Converting Hexadecimal to Binary
Hexadecimal was created to work with Binary, and to be easy to convert to Binary. Watch the video to see how this works. There is a walk through of the method below too.
Steps | Outcome | Notes | |
| 1) Write down the Hex Number, split each numeral into its own "section" | A | B | Hex number is AB, 2 numerals, 2 sections. |
| 2) Convert each numeral into Denary | 10 | 11 | A = 10 B = 11 |
| 3) Convert those numbers into binary, use only 4 binary numerals (1's and 0's) | 1010 | 1011 | (1*8)+(0*4)+(1*2)+(0*1) = 10 (1*8)+(0*4)+(1*2)+(1*1) = 11 |
| 4) Final answer, combine the 2 halves | 1010 1011 | ||
You might be thinking why do we only use 4 binary numerals, (or why do we only have four 1's and 0's in the binary sections) . The answer is "because that is all you need". The largest number you will be converting is an F(Hex), 15(Den). We can show all numbers upto 15 in binary using just 4 numerals.

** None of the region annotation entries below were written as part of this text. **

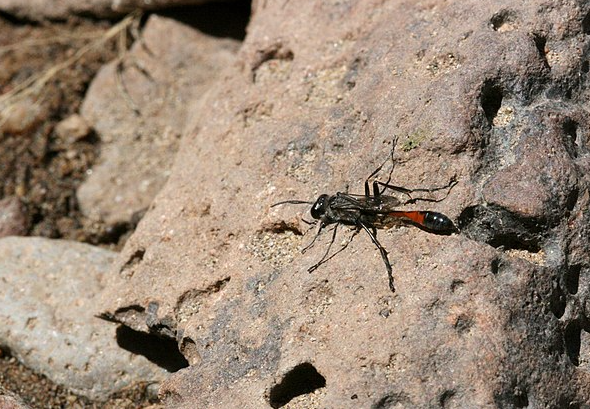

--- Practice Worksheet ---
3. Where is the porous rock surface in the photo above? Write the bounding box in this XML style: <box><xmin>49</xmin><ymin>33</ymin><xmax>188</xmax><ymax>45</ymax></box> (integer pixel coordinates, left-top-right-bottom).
<box><xmin>77</xmin><ymin>15</ymin><xmax>239</xmax><ymax>225</ymax></box>
<box><xmin>102</xmin><ymin>0</ymin><xmax>590</xmax><ymax>408</ymax></box>
<box><xmin>0</xmin><ymin>237</ymin><xmax>166</xmax><ymax>398</ymax></box>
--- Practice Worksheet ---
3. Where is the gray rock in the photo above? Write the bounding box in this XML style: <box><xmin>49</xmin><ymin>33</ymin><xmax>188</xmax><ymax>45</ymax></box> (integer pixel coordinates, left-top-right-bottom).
<box><xmin>0</xmin><ymin>237</ymin><xmax>165</xmax><ymax>399</ymax></box>
<box><xmin>77</xmin><ymin>15</ymin><xmax>239</xmax><ymax>224</ymax></box>
<box><xmin>93</xmin><ymin>0</ymin><xmax>590</xmax><ymax>409</ymax></box>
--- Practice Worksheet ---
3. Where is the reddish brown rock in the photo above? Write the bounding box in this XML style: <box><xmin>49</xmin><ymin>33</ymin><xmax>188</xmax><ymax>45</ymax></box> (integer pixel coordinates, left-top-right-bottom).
<box><xmin>0</xmin><ymin>386</ymin><xmax>29</xmax><ymax>409</ymax></box>
<box><xmin>97</xmin><ymin>0</ymin><xmax>590</xmax><ymax>408</ymax></box>
<box><xmin>77</xmin><ymin>15</ymin><xmax>238</xmax><ymax>225</ymax></box>
<box><xmin>55</xmin><ymin>114</ymin><xmax>91</xmax><ymax>143</ymax></box>
<box><xmin>0</xmin><ymin>196</ymin><xmax>27</xmax><ymax>237</ymax></box>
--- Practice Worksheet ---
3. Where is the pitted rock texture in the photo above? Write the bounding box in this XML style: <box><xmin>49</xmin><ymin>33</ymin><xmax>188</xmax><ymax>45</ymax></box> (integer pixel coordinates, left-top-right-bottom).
<box><xmin>77</xmin><ymin>15</ymin><xmax>239</xmax><ymax>225</ymax></box>
<box><xmin>102</xmin><ymin>0</ymin><xmax>590</xmax><ymax>408</ymax></box>
<box><xmin>0</xmin><ymin>237</ymin><xmax>167</xmax><ymax>400</ymax></box>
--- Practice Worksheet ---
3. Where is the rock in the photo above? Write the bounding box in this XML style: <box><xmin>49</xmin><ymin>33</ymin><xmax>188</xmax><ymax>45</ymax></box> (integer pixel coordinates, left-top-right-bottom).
<box><xmin>0</xmin><ymin>196</ymin><xmax>27</xmax><ymax>238</ymax></box>
<box><xmin>0</xmin><ymin>0</ymin><xmax>220</xmax><ymax>21</ymax></box>
<box><xmin>96</xmin><ymin>0</ymin><xmax>590</xmax><ymax>408</ymax></box>
<box><xmin>55</xmin><ymin>114</ymin><xmax>90</xmax><ymax>144</ymax></box>
<box><xmin>0</xmin><ymin>98</ymin><xmax>49</xmax><ymax>134</ymax></box>
<box><xmin>0</xmin><ymin>386</ymin><xmax>29</xmax><ymax>409</ymax></box>
<box><xmin>0</xmin><ymin>237</ymin><xmax>165</xmax><ymax>400</ymax></box>
<box><xmin>77</xmin><ymin>15</ymin><xmax>239</xmax><ymax>224</ymax></box>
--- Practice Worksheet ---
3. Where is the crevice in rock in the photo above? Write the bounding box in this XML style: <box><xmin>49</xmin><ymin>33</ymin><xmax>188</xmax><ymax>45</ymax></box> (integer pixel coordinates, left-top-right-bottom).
<box><xmin>117</xmin><ymin>325</ymin><xmax>189</xmax><ymax>372</ymax></box>
<box><xmin>533</xmin><ymin>34</ymin><xmax>551</xmax><ymax>69</ymax></box>
<box><xmin>371</xmin><ymin>392</ymin><xmax>411</xmax><ymax>409</ymax></box>
<box><xmin>268</xmin><ymin>362</ymin><xmax>326</xmax><ymax>409</ymax></box>
<box><xmin>438</xmin><ymin>389</ymin><xmax>456</xmax><ymax>409</ymax></box>
<box><xmin>250</xmin><ymin>42</ymin><xmax>295</xmax><ymax>83</ymax></box>
<box><xmin>121</xmin><ymin>247</ymin><xmax>145</xmax><ymax>271</ymax></box>
<box><xmin>458</xmin><ymin>205</ymin><xmax>546</xmax><ymax>253</ymax></box>
<box><xmin>480</xmin><ymin>80</ymin><xmax>504</xmax><ymax>126</ymax></box>
<box><xmin>97</xmin><ymin>304</ymin><xmax>145</xmax><ymax>323</ymax></box>
<box><xmin>563</xmin><ymin>321</ymin><xmax>582</xmax><ymax>366</ymax></box>
<box><xmin>563</xmin><ymin>264</ymin><xmax>582</xmax><ymax>295</ymax></box>
<box><xmin>562</xmin><ymin>118</ymin><xmax>580</xmax><ymax>159</ymax></box>
<box><xmin>490</xmin><ymin>9</ymin><xmax>516</xmax><ymax>31</ymax></box>
<box><xmin>158</xmin><ymin>1</ymin><xmax>251</xmax><ymax>41</ymax></box>
<box><xmin>549</xmin><ymin>285</ymin><xmax>567</xmax><ymax>319</ymax></box>
<box><xmin>582</xmin><ymin>12</ymin><xmax>590</xmax><ymax>34</ymax></box>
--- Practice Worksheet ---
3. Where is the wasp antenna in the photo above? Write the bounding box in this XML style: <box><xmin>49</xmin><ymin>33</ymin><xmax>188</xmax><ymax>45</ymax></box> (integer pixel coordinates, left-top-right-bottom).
<box><xmin>270</xmin><ymin>200</ymin><xmax>313</xmax><ymax>207</ymax></box>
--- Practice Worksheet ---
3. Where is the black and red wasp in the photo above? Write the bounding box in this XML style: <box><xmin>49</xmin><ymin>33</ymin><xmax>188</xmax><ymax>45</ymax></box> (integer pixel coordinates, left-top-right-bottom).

When you become completely familiar with the Denary equivalents of the Hex numerals, you can go straight from the Hex to Binary without needing to write down the Denary step, but that takes time and regular practice. For the exam please use all the steps as there are often marks available for each step (in the same way as showing your workings in Maths gets you method marks).